2. Endometriose: Estima-se que uma em cada dez mulheres em idade reprodutiva seja afetada por esta doença, muito subdiagnosticada. Trata-se da presença de tecido semelhante ao endométrio fora do útero, como nos ovários, trompas ou revestimento abdominal. Este tecido responde às variações hormonais do ciclo menstrual, o que pode provocar dores intensas — durante a menstruação, nas relações sexuais, ao urinar ou evacuar — e, em muitos casos, dificuldade em engravidar. Embora algumas mulheres sejam assintomáticas, a endometriose pode ter um impacto significativo na fertilidade e no bem-estar geral. O tratamento é sempre individualizado e pode incluir medicação hormonal, cirurgia ou técnicas de reprodução assistida.
3. Doença Inflamatória Pélvica: É uma infeção dos órgãos reprodutores internos — útero, trompas e ovários — geralmente provocada por infeções sexualmente transmissíveis, como a clamídia ou a gonorreia. Quando não é tratada atempadamente, pode originar lesões e obstruções nas trompas de Falópio, dificultando ou mesmo impedindo a fecundação natural. Os sintomas incluem dor pélvica, febre, corrimento vaginal anormal e dor durante o contacto sexual. O tratamento envolve a administração de antibióticos e, em casos mais graves, pode ser necessária intervenção cirúrgica.

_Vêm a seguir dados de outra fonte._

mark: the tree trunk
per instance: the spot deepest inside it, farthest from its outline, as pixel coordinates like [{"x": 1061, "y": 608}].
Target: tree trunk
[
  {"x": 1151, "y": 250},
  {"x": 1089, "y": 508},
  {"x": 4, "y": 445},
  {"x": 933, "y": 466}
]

4. Miomas Uterinos: São tumores benignos do útero, relativamente comuns, que podem interferir com a fertilidade dependendo da sua localização e dimensão. Os miomas que se desenvolvem dentro da cavidade uterina podem dificultar a implantação do embrião ou aumentar o risco de aborto. As mulheres podem apresentar sintomas como hemorragias menstruais intensas, dor pélvica ou sensação de pressão abdominal. Nem todos os miomas exigem tratamento, mas, em alguns casos, a cirurgia para remoção (miomectomia) pode melhorar significativamente as hipóteses de gravidez.
5. Cancro em idade fértil: Representa uma ameaça concreta à fertilidade, sobretudo quando exige tratamentos como quimioterapia, radioterapia pélvica ou cirurgia aos ovários e útero. Estes tratamentos podem acelerar a perda da reserva ovárica ou mesmo causar falência prematura dos ovários. No entanto, a ciência tem permitido desenvolver técnicas de preservação da fertilidade, como a criopreservação de óvulos, que devem ser abordadas com a equipa médica antes do início do tratamento.
Em resumo, Catarina Marques, frisa que estas doenças não devem ser encaradas como um motivo de alarme, mas antes como uma chamada de atenção à prevenção, aos rastreios e ao cuidado com o corpo. “A fertilidade é um processo complexo, sujeito a múltiplas variáveis, e cada mulher tem o seu próprio percurso. A boa notícia é que a ciência tem evoluído de forma notável e que, com diagnóstico precoce, acompanhamento médico especializado e mudanças sustentadas no estilo de vida, é possível ultrapassar muitos dos obstáculos à conceção”, refere. E acrescenta que existem opções terapêuticas cada vez mais eficazes, técnicas de preservação da fertilidade e abordagens integradas que colocam a saúde física e emocional da mulher no centro dos cuidados.